I went and saw “Walk The Line” with Jason last night. We went to a movie theater we hadn't gone to. The system was down and screwed up so you couldn't buy your tickets at the machine so we had to (ulp!) wait in line! I guess it was appropriate because of the title of the movie.
I LOVED it.
I was thinking about my memories of Johnny Cash and the first thing that comes to mind is the song, “A Boy Named Sue”.
It's an interesting song. It isn't homophobic as more as it is a commentary on masculinity. It's more about overcoming the fear of inferiority one feels from something they must endure from childhood. For the guy in this song, it's the fact that he is named Sue. He is mad because he hates the fact that he is named Sue and it makes him angry and mean and vengeful.
For someone like me, I am not named Sue but I am born into a world where I am gay. I am angry and vengeful in my own way but it is a more inward vengeance. I don't beat myself up obviously and self destruct in a big way, I do it in a very subtle way that is only being recognized now in my middle years. I am angry at myself for NOT being outwardly confident and masculine and in the way I percieve it, avenge the fact that I have shame for being the way I was born.
Passive aggression is what I have. It is what I learned. I learned to be ashamed at something like this because it doesn't make me perfect. I observed a childhood where if something wasn't done “right” it was not good. It was a simple and toxic philosophy. This dosage was even more toxic because I knew I was different and I observed the very close family members and friends that I had around me react to the term gay with disgust. When I would listen to the song, “A Boy Named Sue” the first thing I thought was that it wasn't good to be thought of as effeminate. Whether or not I was effeminate as a child (I was). It was the fear and self loathing taught to me by the world around me that was most destructive.

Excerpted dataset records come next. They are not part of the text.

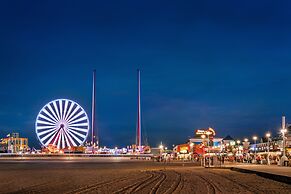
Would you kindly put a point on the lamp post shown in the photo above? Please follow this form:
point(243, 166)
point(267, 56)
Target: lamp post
point(255, 139)
point(268, 135)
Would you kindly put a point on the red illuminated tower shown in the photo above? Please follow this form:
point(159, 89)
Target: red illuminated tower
point(138, 124)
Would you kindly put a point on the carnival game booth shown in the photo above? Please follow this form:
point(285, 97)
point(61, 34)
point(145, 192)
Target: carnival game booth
point(183, 151)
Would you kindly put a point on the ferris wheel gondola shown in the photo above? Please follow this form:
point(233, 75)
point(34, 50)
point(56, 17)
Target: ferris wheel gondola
point(62, 123)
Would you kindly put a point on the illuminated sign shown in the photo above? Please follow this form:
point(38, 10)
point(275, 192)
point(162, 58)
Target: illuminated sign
point(208, 131)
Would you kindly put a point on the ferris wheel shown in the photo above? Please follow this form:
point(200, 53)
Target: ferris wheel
point(62, 123)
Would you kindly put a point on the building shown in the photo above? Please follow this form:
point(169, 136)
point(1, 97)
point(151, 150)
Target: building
point(203, 142)
point(13, 143)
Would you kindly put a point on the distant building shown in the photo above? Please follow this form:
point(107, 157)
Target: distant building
point(13, 143)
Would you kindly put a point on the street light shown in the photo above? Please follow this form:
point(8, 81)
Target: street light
point(255, 139)
point(268, 135)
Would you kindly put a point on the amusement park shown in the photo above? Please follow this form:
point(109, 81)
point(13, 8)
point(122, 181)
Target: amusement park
point(63, 128)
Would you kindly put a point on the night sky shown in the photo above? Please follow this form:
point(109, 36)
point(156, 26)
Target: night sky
point(224, 64)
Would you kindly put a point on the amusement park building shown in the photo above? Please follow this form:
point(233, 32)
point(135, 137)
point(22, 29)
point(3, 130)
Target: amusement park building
point(13, 143)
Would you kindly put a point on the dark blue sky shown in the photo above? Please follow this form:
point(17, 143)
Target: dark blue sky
point(224, 64)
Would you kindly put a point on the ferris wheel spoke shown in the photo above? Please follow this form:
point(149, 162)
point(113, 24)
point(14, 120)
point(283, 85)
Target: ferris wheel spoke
point(49, 115)
point(66, 109)
point(81, 120)
point(78, 129)
point(59, 140)
point(57, 109)
point(79, 134)
point(71, 140)
point(73, 113)
point(45, 118)
point(61, 108)
point(69, 111)
point(62, 123)
point(53, 112)
point(63, 140)
point(45, 123)
point(43, 127)
point(50, 135)
point(76, 116)
point(78, 125)
point(56, 139)
point(46, 131)
point(66, 138)
point(76, 138)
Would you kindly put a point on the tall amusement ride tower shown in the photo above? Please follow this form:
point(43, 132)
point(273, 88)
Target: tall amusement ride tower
point(94, 136)
point(138, 124)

I didn't know what to expect from my life. My life was about escaping me. As I came out of the closet molecule by molecule, friends dropped out of my life, my guy friends especially. Harrowing to me is the night I sat in the car with my friend Sean as I dropped him off and began to talk about who and what I was. It was the last I ever saw of him. Then there were the people who told me it was ok but the tone of their voice and their reaction told me that it disgusted them and that they would seemingly tolerate it but “just don't go into detail”. The details were my heart and soul. I shut off. It became more of an effort and a habit of feeling I needed to make great effort to get anyone to really like me for who I really was. I hid behind humor and silliness and insincerity.
Recently I have begun to observe, deal with and heal these feelings. Having this horrible self image has attracted just enough toxicity into my life to make me have to work to get over it. Fortunately I have friends who my sexuality has nothing to do with who I am. But even so, MY personal toxic shame put a wall between myself and those people and without effort on my part I feel I could lose these people in my life as well. I have always felt that I had to run the show. I used to be angry about that. But now I just see it as a means for me to pull myself up and out of my toxicity and allow myself to show my true self to these people who already recognize and love the faint glimmer they see of who I really am.